Story Contest 2017 #1 Results » Highly Commended Story - Awaiting Still
“Awaiting Still” by Anushree Sadhu, is the Highly Commended story in the senior category of the first biannual International Short Story Contest 2017 which was organized by Kids World Fun.
Mount Zard-Kuh of the Zagros range stood like a quiet, dutiful Giant, as if guarding the inhabitants who lay asleep at its foot. The mount was a quiet place, with only the simple words and chores of the natives ever breaking its silence. The native village, seated in the vale too was a quiet, serene self as its surroundings. Life in this lap of nature, between its inception and end, had learnt to be peaceful amidst such tranquility.

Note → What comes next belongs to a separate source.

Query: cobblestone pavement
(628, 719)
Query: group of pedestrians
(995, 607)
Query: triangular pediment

However, at such a time of the year when days are the longest they can be and nights seem to fleet before they arrive, there was one soul who could not feel the calmness that pervaded life in this region at all times. In the warmth of the season, he was only at unease and out of such disquiet of the mind did this boy, in the middle of the night leave home in silence, not forever but only for the hour. He went out walking through the village till he reached the protecting Zard-Kuh and climbed up the beaten path which he knew only too well, for he was going to the place where he went every day to graze his herd of goats.
Ishmael, a young boy of fifteen and the goatherd of the village, climbed the hill till he reached the boulder and the grassy patch where he sat every day. Of all the fields, he liked this the best because from here, one could not only see the entire village but also the road which led to the nearest town, the vast stretch of the valley which Zard-Kuh overlooked, the narrow stream bordering the huts and further beyond, where sight becomes misty, the remaining mounts of the Zagros, standing in a half arc. He first sat down on the great boulder then finally reclined and heaved a sigh at the sight of the endless sky, where the sun of the day had been crumbled into a thousand stars and scattered all across.
To Ishmael the stars, the wind, the trees and the stream, all seemed restless, and unable to bear this wait any longer. Today, an entire year had passed since that momentous meeting. And lying under the blanket of the starry sky, Ishmael reminisced that day yet once again.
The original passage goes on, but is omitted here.